A closer look at this video reveals that the dog is not only snarling, but is giving several other signals. This body is stiff, his hackles are raised, he has whale eyes (where the whites of the eyes are revealed excessively) and there is also a low rumble of a growl. These are all signs. The dog is trying to say something and the overtone of that something is “Please give me space, I am feeling pushed”. It’s meant to act as a warning. A dog is on the brink of his “fight or flight” response being triggered. And when it does, if he does not see an immediate way out, he will be forced to fight!

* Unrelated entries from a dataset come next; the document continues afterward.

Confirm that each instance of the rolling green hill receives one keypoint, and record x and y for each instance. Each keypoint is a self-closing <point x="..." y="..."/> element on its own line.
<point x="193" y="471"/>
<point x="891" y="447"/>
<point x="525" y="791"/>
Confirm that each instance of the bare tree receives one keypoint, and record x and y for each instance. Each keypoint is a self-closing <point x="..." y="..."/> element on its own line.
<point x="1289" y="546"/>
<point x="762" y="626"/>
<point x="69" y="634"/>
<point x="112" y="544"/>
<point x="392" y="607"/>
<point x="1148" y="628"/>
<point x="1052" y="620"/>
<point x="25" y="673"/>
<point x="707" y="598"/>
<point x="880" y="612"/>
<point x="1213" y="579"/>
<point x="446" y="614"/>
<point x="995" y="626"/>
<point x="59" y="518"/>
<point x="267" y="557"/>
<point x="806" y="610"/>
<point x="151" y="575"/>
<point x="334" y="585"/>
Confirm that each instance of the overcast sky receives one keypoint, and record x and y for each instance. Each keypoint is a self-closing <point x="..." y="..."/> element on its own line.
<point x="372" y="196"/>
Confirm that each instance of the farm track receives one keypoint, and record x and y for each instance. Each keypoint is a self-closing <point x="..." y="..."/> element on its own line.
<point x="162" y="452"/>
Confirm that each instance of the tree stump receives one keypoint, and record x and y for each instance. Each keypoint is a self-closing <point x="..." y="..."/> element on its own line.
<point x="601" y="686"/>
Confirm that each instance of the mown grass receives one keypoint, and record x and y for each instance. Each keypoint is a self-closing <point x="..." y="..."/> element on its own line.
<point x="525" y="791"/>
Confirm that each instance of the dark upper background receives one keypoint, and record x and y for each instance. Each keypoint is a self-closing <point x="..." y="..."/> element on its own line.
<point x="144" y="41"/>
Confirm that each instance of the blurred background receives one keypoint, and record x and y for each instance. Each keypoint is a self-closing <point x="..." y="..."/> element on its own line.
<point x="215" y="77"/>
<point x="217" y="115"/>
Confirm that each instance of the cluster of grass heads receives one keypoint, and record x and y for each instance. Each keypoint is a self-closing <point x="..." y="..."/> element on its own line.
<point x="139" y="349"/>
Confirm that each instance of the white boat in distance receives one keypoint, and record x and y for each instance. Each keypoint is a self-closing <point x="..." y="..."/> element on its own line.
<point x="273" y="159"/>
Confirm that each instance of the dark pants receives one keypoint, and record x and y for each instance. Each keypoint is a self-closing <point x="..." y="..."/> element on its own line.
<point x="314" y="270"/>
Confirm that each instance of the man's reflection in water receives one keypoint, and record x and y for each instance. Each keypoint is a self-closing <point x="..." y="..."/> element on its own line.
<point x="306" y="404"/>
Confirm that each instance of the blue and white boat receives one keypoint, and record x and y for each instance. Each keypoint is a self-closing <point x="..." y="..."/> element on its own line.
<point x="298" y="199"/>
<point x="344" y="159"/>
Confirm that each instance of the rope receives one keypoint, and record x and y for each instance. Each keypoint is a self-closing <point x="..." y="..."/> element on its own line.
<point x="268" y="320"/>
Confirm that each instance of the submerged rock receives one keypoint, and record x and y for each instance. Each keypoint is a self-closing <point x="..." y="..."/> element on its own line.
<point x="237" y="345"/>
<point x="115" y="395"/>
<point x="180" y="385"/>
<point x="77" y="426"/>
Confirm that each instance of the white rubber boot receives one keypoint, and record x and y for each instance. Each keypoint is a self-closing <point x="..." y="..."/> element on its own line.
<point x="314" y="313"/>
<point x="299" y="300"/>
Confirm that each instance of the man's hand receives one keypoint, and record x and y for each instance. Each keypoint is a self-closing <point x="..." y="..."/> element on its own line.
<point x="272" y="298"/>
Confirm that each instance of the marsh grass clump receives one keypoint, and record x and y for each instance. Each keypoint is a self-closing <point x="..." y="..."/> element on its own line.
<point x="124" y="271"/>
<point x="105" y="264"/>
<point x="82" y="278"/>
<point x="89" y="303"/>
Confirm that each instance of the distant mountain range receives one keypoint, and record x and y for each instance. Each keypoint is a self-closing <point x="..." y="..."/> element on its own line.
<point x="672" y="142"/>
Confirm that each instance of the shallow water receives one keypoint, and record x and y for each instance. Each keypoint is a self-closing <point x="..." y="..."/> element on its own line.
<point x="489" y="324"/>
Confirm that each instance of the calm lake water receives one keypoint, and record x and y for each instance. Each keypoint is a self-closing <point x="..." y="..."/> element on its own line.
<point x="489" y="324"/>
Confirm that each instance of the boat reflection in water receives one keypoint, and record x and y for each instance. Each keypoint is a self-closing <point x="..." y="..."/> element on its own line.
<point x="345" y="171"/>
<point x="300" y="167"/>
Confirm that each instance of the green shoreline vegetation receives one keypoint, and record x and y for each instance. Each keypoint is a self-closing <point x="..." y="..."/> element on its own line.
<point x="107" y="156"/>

Often we might think a dog has a way out. But clearly the dog does not always see that way out. This might have a bit to do with the way humans and dogs perceive space, depth and colour. A dark room that could trap him further might not seem like a good option for “flight” to a dog. The other explanation could come from the fact that we underestimate how stressed a dog is when he is showing us these signs. When an animal is indeed this stressed, his brain is in a panic mode and he might not be able to see clearly all the options he has in front of him.
In any case, it’s best to back off from the dog. If you are concerned about how frequently your dog is behaving like this, seek help from a professional to understand why your dog is getting stressed so easily. But at the time your dog is snarling or growling, back off and give him maximum space to compose himself again. Growling by itself is not a problem. Growling is a symptom of a problem – elevated levels of underlying stress coming either from poor health, environmental stressors or unresolved baggage from the dogs past. Of course, there are other reasons too and hence needs close examination of the dog, his habits and his lifestyle.
So that explains the dog’s behaviour on the video. How do we understand the people’s behaviour? When an animal is warning them so clearly, why are they seemingly blind to the dog’s signs. In my experience, the most common reason is lack of awareness. I do believe that if we as pet parents took responsibility to learn about calming signals and dog body language, we will not only avoid our dogs a lot of stress, avoid miscommunication with them and avoid dangerous accidents. But the best part of it all is that once we start learning their language and start responding to them more appropriately, our relationship with them elevates to a new level all together. There are several videos, books and articles online about Calming Signals and dog body language. It’s not that hard to learn about this. But it’s not only safer once you know this, it’s also so much more rewarding.